RAD - amark/gun GitHub Wiki

RAD is a storage adapter for GUN that stores data at disk using a radix tree, it looks like this:

As you see, we are able to store 3 records (Alex, Alexandria, Andrew) in only 2 rows because "Alex" and "Alexandria" share a common prefix.

Because writing storage adapters for GUN has a bunch of nuances and performance tradeoffs, we've designed RAD to handle these nuances for you and chunk GUN's graph into traditional files that can be dumped to disk. It handles correctly merging updates into each batch, managing memory allocation on heavy load, reads across ranges of chunks, and more with a generalizable performance strategy.

RAD does not have an opinion on what storage engine should actually be used, and requires you pass it a storage interface - whether that be fs, S3, indexedDB, localStorage, BitTorrent, or others.

Install

RAD is now the default with GUN in NodeJS. RAD is used automatically in NodeJS, just require('gun')!. If you want to use by itself, without GUN, skip this section.

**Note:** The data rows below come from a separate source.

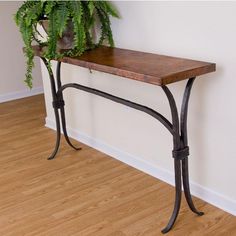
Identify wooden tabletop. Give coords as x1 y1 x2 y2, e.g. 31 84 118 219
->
34 46 216 86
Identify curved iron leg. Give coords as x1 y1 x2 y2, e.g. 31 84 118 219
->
56 61 81 150
41 57 61 160
60 107 81 150
161 86 182 234
161 159 182 234
180 78 204 216
48 108 61 160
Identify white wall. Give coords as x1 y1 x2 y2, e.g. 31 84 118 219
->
43 1 236 214
0 1 43 102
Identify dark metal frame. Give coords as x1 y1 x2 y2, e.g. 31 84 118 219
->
41 58 204 233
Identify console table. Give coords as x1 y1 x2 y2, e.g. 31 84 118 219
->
34 46 216 233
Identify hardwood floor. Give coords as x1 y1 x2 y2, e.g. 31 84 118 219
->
0 95 236 236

To use RAD with GUN in the browser, include:

<script src="https://cdn.jsdelivr.net/npm/gun/gun.js"></script>
<script src="https://cdn.jsdelivr.net/npm/gun/lib/radix.js"></script>
<script src="https://cdn.jsdelivr.net/npm/gun/lib/radisk.js"></script>
<script src="https://cdn.jsdelivr.net/npm/gun/lib/store.js"></script>
<script src="https://cdn.jsdelivr.net/npm/gun/lib/rindexed.js"></script>
<script>
var gun = Gun();
// ...
</script>

This will automatically tell GUN to use RAD with IndexedDB.

Note: Pass Gun({localStorage: false}) to disable localStorage.

NodeJS by default uses disk (fs). If you have AWS credentials set in your process environment variables, then S3 will be used instead of disk. (You may need to add aws-sdk to your package.json though.)

Lex

RAD supports GUN's lexical wire spec, which lets you do some cool things in GUN.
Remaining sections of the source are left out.